Urging the Chancellor to use his conference speech to convince business that boosting the economy was his main goal, Mr Scuoler added: “We have seen promising announcements on infrastructure, access to finance and regulation. But, Government has yet to demonstrate to business that it has the same laser-like focus on growth across departments that it has on reducing the deficit.”

The EEF has called on the Government to focus policy on four key areas – making it easing for companies to bring products and services to market, cutting the costs of doing business in the UK, expanding firms focused on exports and creating a more flexible labour market.

Some 40pc of companies also called for the Government to press eurozone leaders to “make greater efforts” to resolve a debt crisis that is hurting British manufacturers.

Mr Scuoler’s rallying cry comes as the latest Business Confidence Index published by workplace provider Regus found that only a third of UK business leaders are satisfied with Mr Osborne’s attempts to stimulate the economy.

A survey of 3,000 senior managers and business also found that business confidence among small and start-up businesses had “flatlined over the last year”.

Steve Purdey, Regus’s UK managing director, said: “We were particularly struck by the lack of improvement in confidence among entrepreneurs and small businesses.”

Meanwhile, despite Government efforts to reform UK banks, the British Chambers of Commerce today reveals “falling levels of trust in financial institutions among businesses”.
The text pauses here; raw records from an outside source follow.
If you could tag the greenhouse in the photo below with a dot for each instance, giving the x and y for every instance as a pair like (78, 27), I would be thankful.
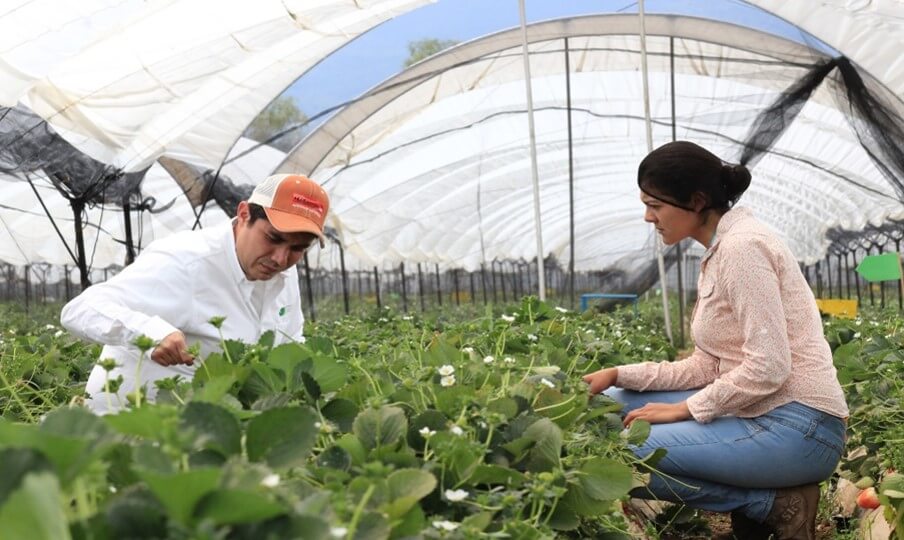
(490, 246)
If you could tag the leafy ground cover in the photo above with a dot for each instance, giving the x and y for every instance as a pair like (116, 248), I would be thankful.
(385, 425)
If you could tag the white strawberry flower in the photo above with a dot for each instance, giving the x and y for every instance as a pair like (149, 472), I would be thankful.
(456, 495)
(445, 525)
(271, 480)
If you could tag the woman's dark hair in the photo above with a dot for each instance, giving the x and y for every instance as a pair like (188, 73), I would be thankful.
(675, 171)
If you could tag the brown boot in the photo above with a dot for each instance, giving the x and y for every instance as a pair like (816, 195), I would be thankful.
(744, 528)
(793, 514)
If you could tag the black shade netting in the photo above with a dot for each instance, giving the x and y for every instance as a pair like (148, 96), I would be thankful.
(875, 115)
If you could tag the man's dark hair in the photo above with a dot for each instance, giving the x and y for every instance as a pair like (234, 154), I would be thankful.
(675, 171)
(257, 212)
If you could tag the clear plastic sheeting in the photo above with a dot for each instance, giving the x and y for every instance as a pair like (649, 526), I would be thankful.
(433, 166)
(27, 236)
(131, 80)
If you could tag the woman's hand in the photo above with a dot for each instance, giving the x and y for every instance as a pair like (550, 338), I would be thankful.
(659, 413)
(601, 380)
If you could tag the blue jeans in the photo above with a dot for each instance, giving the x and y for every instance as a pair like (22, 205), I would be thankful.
(736, 463)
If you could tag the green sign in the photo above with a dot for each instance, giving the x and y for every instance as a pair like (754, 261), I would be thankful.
(880, 267)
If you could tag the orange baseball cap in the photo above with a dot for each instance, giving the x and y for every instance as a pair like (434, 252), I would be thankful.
(293, 203)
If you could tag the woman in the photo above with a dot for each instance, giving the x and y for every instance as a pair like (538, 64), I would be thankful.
(753, 419)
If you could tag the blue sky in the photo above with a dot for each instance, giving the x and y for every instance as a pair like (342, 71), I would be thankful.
(380, 53)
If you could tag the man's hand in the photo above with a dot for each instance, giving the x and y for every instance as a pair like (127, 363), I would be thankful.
(172, 350)
(601, 380)
(659, 413)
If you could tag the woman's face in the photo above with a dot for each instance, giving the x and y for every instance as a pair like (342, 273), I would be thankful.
(673, 224)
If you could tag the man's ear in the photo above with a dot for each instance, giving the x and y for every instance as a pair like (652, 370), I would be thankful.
(243, 212)
(699, 201)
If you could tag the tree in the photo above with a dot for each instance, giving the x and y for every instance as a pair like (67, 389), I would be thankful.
(422, 48)
(280, 115)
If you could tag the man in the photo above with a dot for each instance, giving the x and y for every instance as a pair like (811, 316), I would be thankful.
(243, 271)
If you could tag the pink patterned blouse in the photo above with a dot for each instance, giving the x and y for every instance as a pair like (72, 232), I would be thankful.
(758, 336)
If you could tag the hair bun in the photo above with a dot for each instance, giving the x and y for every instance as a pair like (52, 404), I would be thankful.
(736, 180)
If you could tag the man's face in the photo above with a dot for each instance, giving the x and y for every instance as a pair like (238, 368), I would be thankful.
(264, 251)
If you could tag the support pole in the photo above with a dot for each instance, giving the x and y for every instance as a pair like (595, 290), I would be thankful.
(570, 178)
(483, 282)
(307, 280)
(27, 287)
(127, 221)
(404, 288)
(377, 287)
(77, 207)
(663, 281)
(439, 290)
(455, 282)
(345, 299)
(535, 176)
(420, 287)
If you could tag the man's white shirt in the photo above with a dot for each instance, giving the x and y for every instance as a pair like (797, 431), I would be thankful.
(179, 283)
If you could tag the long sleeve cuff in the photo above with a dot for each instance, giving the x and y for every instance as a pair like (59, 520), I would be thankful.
(157, 329)
(634, 376)
(701, 406)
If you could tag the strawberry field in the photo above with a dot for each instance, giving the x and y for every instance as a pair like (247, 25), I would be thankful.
(389, 425)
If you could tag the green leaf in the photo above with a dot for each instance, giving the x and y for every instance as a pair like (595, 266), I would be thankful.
(578, 501)
(36, 510)
(148, 456)
(215, 388)
(286, 359)
(494, 475)
(638, 432)
(310, 386)
(380, 427)
(341, 412)
(232, 506)
(605, 479)
(411, 524)
(282, 437)
(135, 513)
(478, 522)
(373, 526)
(328, 373)
(180, 492)
(544, 456)
(335, 457)
(15, 464)
(147, 422)
(263, 380)
(353, 446)
(505, 406)
(214, 427)
(430, 419)
(320, 344)
(75, 423)
(406, 488)
(564, 518)
(69, 455)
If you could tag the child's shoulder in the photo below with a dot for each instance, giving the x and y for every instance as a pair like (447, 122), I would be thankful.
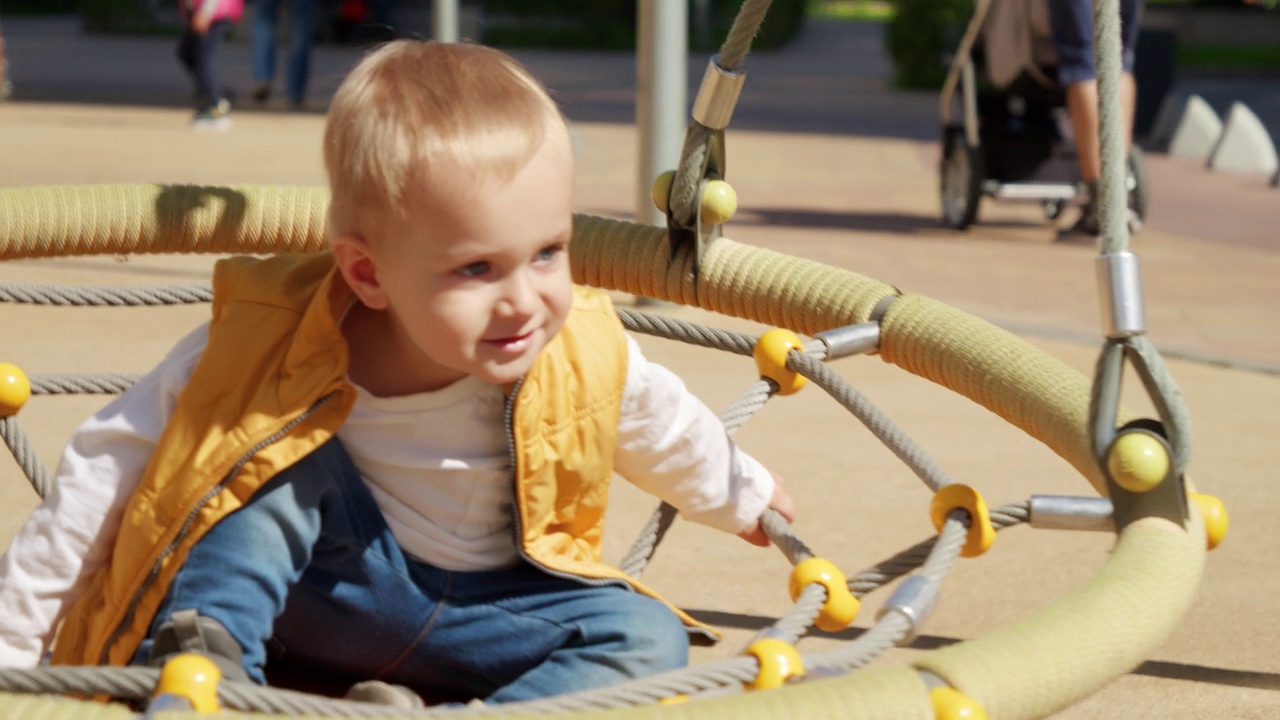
(592, 300)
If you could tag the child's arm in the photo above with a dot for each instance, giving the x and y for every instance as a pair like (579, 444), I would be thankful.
(671, 445)
(71, 534)
(782, 504)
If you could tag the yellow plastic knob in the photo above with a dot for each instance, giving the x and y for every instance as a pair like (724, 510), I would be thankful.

A survey of 1,560 businesses shows that, while banks and building societies are the main source of finance for firms, half of businesses do not trust them. Some 38pc of those surveyed trust them less than a year ago.

John Longworth, BCC director-general, said “the recent LIBOR and mis-selling scandals” were “damaging confidence among businesses”.

The latest jobs survey from accountants BDO provided further gloom. Businesses’ hiring intentions over the next two quarters fell to a 28-month low in September, highlighting that “the overall outlook for the UK economy continues to be challenging”.

In what BDO said highlighted the continuing “zigzag pattern of ups and downs” as businesses “grapple with a flat economy”, there was, however, also a rebound in business confidence.

There was better news too from the high-street where BDO’s sales tracker showed the best growth all year last month as like-for-like sales rose 3.5pc.